Design and build scalable software capabilities to manage the availability, scheduling, and reliability of the Cloud TPU Hypercomputer stack (VMs, Networking, Storage, GKE etc.).
Architect infrastructure solutions to ensure industry-leading availability guarantees for large-scale training and inference workloads.
Develop telemetry and tooling to establish service level objectives (SLO) and service level agreements (SLA), and to enable rapid debugging of complex infrastructure issues across the fleet.

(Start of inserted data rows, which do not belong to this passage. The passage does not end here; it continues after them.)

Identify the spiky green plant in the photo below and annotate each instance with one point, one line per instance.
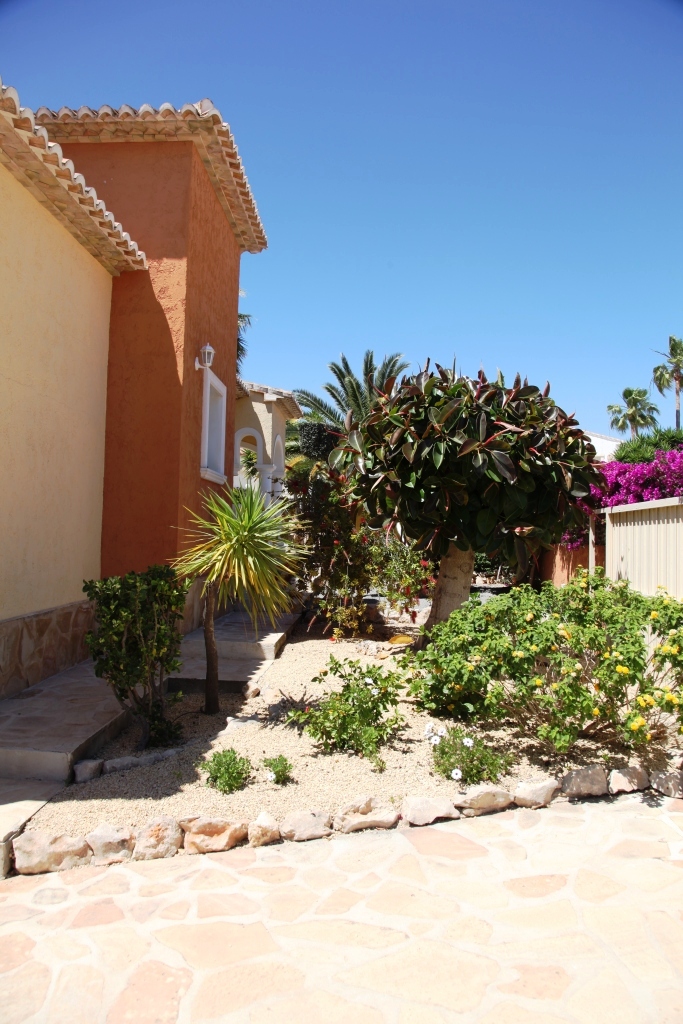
(637, 413)
(245, 551)
(350, 392)
(670, 374)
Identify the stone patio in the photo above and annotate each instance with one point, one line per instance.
(572, 913)
(52, 724)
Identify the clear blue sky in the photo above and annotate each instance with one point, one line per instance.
(500, 179)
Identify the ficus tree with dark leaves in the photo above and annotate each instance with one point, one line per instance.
(465, 465)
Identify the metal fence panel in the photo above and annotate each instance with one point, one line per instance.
(644, 545)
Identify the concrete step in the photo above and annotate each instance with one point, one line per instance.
(48, 726)
(237, 640)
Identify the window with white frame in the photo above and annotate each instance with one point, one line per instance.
(214, 407)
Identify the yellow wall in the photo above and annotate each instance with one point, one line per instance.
(54, 312)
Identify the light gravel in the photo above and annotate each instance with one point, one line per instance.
(177, 786)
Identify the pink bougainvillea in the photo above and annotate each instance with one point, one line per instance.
(628, 483)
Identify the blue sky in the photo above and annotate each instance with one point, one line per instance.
(496, 179)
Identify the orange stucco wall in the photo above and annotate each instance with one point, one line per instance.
(160, 320)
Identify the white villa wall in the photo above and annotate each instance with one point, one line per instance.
(54, 312)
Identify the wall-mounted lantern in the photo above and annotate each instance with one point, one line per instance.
(205, 357)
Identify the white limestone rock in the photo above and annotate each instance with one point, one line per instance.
(162, 838)
(111, 845)
(537, 793)
(302, 825)
(628, 779)
(585, 782)
(365, 812)
(484, 799)
(84, 771)
(424, 810)
(670, 783)
(205, 835)
(36, 852)
(263, 829)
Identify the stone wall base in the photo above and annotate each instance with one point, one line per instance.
(35, 646)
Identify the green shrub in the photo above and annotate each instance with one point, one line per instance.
(280, 769)
(137, 642)
(467, 759)
(315, 439)
(644, 446)
(226, 770)
(591, 658)
(354, 718)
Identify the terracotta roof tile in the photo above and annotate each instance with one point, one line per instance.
(199, 123)
(27, 152)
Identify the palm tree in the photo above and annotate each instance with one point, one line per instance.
(350, 393)
(244, 322)
(636, 413)
(671, 373)
(244, 550)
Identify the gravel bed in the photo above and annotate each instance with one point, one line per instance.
(177, 787)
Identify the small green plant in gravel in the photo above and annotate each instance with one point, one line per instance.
(466, 759)
(280, 769)
(226, 770)
(359, 717)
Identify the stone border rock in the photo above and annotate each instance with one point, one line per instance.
(36, 853)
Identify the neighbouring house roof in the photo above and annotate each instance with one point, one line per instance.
(604, 445)
(199, 123)
(246, 388)
(38, 163)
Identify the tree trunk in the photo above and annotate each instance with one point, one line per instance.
(211, 706)
(453, 584)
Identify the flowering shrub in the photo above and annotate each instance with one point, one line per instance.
(645, 481)
(354, 718)
(466, 759)
(594, 657)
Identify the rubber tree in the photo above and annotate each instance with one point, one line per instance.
(465, 465)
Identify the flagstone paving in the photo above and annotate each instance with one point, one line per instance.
(573, 913)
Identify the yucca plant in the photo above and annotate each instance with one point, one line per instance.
(244, 550)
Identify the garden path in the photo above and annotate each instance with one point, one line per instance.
(572, 913)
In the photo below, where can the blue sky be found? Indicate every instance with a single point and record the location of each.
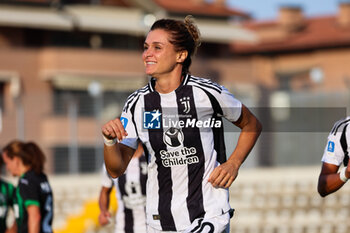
(268, 9)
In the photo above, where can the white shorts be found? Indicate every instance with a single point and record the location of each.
(218, 224)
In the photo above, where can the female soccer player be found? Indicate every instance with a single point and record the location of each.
(33, 193)
(6, 203)
(177, 117)
(131, 196)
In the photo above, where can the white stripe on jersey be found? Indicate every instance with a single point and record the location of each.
(178, 180)
(334, 151)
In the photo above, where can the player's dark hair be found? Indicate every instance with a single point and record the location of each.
(13, 148)
(184, 35)
(36, 157)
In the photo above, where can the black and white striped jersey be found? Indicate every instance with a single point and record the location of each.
(337, 149)
(131, 196)
(182, 134)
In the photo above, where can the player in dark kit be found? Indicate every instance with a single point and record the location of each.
(6, 201)
(34, 212)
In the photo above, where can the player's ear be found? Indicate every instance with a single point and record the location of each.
(181, 56)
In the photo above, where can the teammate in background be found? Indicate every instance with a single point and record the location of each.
(33, 193)
(335, 154)
(131, 196)
(177, 117)
(7, 191)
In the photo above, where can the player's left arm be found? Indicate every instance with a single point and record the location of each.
(34, 218)
(223, 175)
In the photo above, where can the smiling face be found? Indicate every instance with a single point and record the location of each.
(159, 56)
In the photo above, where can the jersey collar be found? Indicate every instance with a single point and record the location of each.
(152, 82)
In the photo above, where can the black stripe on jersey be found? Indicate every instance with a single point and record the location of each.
(146, 152)
(335, 128)
(185, 81)
(206, 83)
(219, 139)
(128, 220)
(192, 138)
(344, 145)
(143, 177)
(165, 184)
(134, 95)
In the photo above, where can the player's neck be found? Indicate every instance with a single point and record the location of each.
(167, 84)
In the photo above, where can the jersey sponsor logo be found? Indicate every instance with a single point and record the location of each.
(124, 121)
(331, 146)
(178, 155)
(185, 101)
(151, 120)
(173, 137)
(192, 123)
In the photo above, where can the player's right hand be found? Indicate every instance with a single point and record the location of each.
(104, 218)
(114, 129)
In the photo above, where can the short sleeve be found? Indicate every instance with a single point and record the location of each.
(106, 180)
(126, 118)
(29, 191)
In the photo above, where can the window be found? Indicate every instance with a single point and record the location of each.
(112, 102)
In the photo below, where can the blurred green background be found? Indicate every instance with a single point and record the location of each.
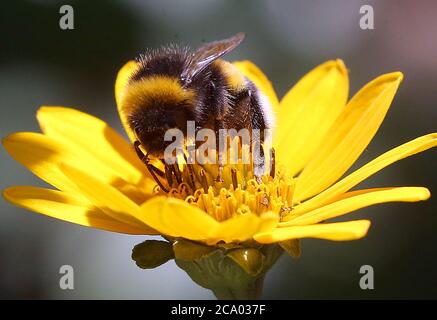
(43, 65)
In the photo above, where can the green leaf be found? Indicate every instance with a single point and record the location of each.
(292, 247)
(250, 259)
(188, 250)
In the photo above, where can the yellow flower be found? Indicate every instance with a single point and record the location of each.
(101, 183)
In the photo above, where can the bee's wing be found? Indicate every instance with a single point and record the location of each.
(206, 54)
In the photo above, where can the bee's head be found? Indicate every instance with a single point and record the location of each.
(155, 105)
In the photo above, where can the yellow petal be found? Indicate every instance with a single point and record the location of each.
(242, 228)
(407, 149)
(105, 197)
(349, 136)
(339, 231)
(63, 206)
(89, 135)
(176, 218)
(123, 78)
(357, 200)
(254, 74)
(307, 112)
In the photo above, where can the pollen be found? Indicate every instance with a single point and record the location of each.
(239, 193)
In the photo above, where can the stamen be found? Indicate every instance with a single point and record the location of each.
(203, 180)
(273, 164)
(151, 169)
(234, 178)
(190, 173)
(177, 173)
(169, 175)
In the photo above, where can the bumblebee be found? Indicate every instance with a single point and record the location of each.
(173, 85)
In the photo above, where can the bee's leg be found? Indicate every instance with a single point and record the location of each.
(258, 159)
(258, 125)
(154, 171)
(219, 125)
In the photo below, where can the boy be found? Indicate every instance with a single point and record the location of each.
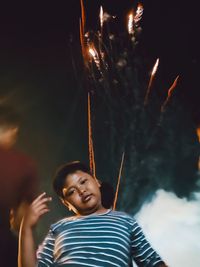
(95, 236)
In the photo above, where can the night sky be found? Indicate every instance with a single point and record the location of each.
(38, 40)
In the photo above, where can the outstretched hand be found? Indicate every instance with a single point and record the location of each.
(37, 208)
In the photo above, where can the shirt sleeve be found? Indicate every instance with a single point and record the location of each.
(142, 252)
(45, 252)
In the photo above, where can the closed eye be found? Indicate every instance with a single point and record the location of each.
(70, 192)
(83, 181)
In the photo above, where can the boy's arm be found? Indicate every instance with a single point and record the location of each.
(142, 251)
(27, 253)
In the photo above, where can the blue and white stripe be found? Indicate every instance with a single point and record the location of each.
(98, 240)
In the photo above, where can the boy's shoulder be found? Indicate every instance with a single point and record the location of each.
(123, 215)
(62, 222)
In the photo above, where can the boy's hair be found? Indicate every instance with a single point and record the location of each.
(63, 171)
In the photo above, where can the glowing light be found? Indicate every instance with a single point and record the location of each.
(139, 12)
(130, 23)
(171, 89)
(118, 182)
(101, 17)
(155, 67)
(198, 133)
(93, 53)
(90, 141)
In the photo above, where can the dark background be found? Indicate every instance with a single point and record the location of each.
(38, 75)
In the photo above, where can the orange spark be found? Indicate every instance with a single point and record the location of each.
(82, 16)
(171, 89)
(130, 23)
(155, 67)
(90, 141)
(82, 31)
(118, 182)
(93, 53)
(101, 17)
(139, 12)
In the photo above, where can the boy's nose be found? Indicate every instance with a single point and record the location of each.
(81, 190)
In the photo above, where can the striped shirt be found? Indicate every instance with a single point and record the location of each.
(109, 239)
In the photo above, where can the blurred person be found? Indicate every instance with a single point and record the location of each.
(18, 185)
(95, 236)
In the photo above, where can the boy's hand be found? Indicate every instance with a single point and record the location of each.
(36, 210)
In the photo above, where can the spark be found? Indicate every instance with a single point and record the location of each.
(118, 182)
(93, 53)
(130, 23)
(151, 81)
(198, 133)
(101, 17)
(171, 89)
(139, 12)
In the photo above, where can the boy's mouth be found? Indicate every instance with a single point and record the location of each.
(86, 198)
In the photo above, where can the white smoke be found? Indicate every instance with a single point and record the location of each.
(172, 226)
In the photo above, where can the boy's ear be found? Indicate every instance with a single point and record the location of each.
(65, 203)
(98, 182)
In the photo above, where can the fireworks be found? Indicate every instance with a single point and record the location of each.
(123, 119)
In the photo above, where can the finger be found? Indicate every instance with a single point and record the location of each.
(42, 212)
(39, 197)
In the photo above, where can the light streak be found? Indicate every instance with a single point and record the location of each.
(151, 81)
(118, 182)
(171, 89)
(90, 141)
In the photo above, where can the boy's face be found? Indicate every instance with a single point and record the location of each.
(82, 193)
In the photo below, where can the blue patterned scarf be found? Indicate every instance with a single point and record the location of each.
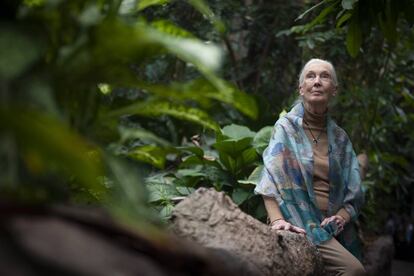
(288, 177)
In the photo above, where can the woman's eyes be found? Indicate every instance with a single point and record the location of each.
(323, 76)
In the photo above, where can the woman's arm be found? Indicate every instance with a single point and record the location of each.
(277, 222)
(272, 208)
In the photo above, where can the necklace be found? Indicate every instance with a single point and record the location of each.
(315, 139)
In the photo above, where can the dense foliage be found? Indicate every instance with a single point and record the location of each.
(102, 100)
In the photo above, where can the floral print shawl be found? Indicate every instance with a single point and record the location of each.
(288, 177)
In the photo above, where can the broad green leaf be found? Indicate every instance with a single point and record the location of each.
(129, 133)
(248, 156)
(354, 36)
(234, 131)
(190, 173)
(157, 108)
(191, 161)
(228, 162)
(262, 138)
(195, 150)
(230, 94)
(16, 55)
(240, 195)
(143, 4)
(347, 4)
(345, 17)
(232, 147)
(171, 29)
(204, 9)
(311, 9)
(161, 192)
(321, 17)
(128, 198)
(52, 142)
(151, 154)
(254, 177)
(201, 90)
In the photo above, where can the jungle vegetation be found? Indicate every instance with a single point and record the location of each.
(132, 105)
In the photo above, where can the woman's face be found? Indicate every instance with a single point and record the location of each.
(317, 87)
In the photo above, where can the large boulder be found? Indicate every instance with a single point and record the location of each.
(212, 220)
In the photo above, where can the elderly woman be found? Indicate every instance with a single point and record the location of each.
(311, 182)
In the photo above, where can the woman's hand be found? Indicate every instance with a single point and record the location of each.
(339, 221)
(282, 224)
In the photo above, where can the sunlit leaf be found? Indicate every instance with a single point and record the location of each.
(201, 90)
(54, 143)
(262, 138)
(129, 133)
(153, 109)
(347, 4)
(204, 9)
(233, 147)
(234, 131)
(151, 154)
(311, 9)
(15, 55)
(254, 177)
(240, 195)
(143, 4)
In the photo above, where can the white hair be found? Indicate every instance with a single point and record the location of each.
(317, 60)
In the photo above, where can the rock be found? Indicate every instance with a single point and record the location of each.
(81, 241)
(211, 219)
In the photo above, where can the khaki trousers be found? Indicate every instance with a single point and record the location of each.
(338, 260)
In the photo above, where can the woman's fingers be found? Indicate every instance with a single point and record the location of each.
(284, 225)
(299, 230)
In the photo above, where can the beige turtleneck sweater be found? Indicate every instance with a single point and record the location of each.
(315, 128)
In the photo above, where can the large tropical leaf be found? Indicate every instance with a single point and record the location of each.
(54, 145)
(202, 90)
(262, 138)
(234, 131)
(157, 108)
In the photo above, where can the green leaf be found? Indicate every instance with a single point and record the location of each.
(237, 131)
(254, 177)
(129, 133)
(157, 108)
(191, 161)
(204, 9)
(195, 150)
(228, 162)
(345, 17)
(15, 54)
(321, 17)
(311, 9)
(201, 90)
(52, 142)
(262, 138)
(348, 4)
(233, 147)
(248, 156)
(240, 195)
(354, 36)
(150, 154)
(143, 4)
(197, 172)
(171, 29)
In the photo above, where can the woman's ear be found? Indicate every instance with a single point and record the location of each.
(300, 90)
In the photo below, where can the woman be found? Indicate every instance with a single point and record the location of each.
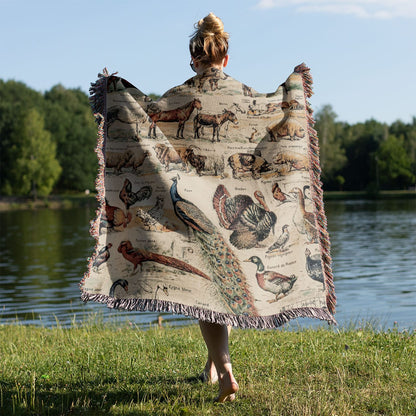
(189, 207)
(209, 53)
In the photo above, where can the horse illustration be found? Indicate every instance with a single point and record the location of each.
(216, 121)
(180, 115)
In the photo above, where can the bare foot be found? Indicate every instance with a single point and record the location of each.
(228, 388)
(209, 375)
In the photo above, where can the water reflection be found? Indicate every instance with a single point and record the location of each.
(43, 257)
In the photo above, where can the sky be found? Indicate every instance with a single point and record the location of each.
(361, 52)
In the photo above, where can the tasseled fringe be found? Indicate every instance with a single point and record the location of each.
(241, 321)
(317, 193)
(98, 105)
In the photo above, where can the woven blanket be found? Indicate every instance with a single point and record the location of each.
(210, 202)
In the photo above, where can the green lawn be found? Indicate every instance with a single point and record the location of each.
(101, 369)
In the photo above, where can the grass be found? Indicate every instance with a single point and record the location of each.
(101, 369)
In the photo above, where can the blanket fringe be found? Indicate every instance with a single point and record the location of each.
(317, 192)
(98, 105)
(241, 321)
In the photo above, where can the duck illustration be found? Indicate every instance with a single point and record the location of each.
(273, 282)
(304, 220)
(222, 263)
(314, 267)
(120, 282)
(281, 241)
(251, 222)
(102, 256)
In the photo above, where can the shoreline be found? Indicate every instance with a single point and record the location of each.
(67, 201)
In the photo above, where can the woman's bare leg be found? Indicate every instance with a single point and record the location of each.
(216, 339)
(209, 373)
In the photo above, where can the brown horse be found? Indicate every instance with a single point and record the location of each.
(216, 121)
(180, 114)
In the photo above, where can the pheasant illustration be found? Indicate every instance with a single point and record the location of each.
(273, 282)
(138, 256)
(279, 244)
(224, 266)
(304, 220)
(120, 282)
(314, 267)
(251, 222)
(102, 256)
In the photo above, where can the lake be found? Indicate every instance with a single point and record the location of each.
(43, 257)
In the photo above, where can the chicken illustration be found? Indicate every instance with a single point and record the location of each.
(114, 217)
(281, 241)
(314, 267)
(120, 282)
(224, 266)
(273, 282)
(251, 222)
(304, 221)
(102, 256)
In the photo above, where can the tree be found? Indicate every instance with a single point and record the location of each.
(394, 164)
(332, 154)
(71, 123)
(35, 167)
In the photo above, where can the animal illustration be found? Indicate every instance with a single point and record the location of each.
(127, 159)
(114, 218)
(304, 220)
(251, 223)
(215, 121)
(168, 154)
(279, 244)
(295, 161)
(179, 115)
(247, 165)
(129, 197)
(314, 267)
(289, 128)
(223, 265)
(204, 164)
(279, 195)
(120, 282)
(247, 91)
(292, 105)
(273, 282)
(123, 115)
(102, 256)
(138, 256)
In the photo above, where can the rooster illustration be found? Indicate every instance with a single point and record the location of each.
(251, 222)
(224, 266)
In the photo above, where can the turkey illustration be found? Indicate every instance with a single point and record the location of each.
(251, 223)
(224, 266)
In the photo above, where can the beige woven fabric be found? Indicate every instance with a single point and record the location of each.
(211, 204)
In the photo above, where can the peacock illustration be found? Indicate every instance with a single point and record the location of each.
(251, 222)
(224, 266)
(273, 282)
(120, 282)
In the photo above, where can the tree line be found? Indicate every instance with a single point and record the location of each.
(47, 143)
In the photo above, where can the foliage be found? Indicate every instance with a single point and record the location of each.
(366, 156)
(107, 370)
(358, 157)
(34, 167)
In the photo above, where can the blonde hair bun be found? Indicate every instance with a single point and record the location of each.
(209, 42)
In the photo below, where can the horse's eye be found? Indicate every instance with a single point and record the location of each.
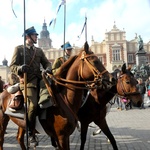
(128, 82)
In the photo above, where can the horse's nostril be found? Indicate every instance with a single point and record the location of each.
(113, 80)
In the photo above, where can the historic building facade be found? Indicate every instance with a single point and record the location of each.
(113, 51)
(44, 41)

Collaborate with platform, hardware, networking, and SRE teams to scale and manage accelerator capacity, including new TPU generations, ensure a seamless experience for customers.
Design and implement reliable ML infrastructure that enables training and serving cutting edge models at massive scale, troubleshoot complex distributed system issues across the stack (hardware, kernel, network), build the automation, tooling, and telemetry needed to turn operational findings into permanent software fixes and improved SLOs.
Minimum qualifications:
Bachelor’s degree or equivalent practical experience.
2 years of experience in backend Infrastructure development.
Experience in general purpose coding languages like C++, Go, or Python development.
Experience with algorithms, data structures, software development, and distributed computing.
Preferred qualifications:
Experience designing reliable, fault-tolerant and high performance distributed systems.
Experience with building cloud based services ideally with GCP.
Experience with large-scale distributed systems or Machine Learning (ML) systems (training and serving for computer vision, speech recognition, natural language processing, machine translation models).
Experience with reliability, large-scale distributed systems, Go, Google Cloud Platform, tensor processing unit (TPU), and service level objectives.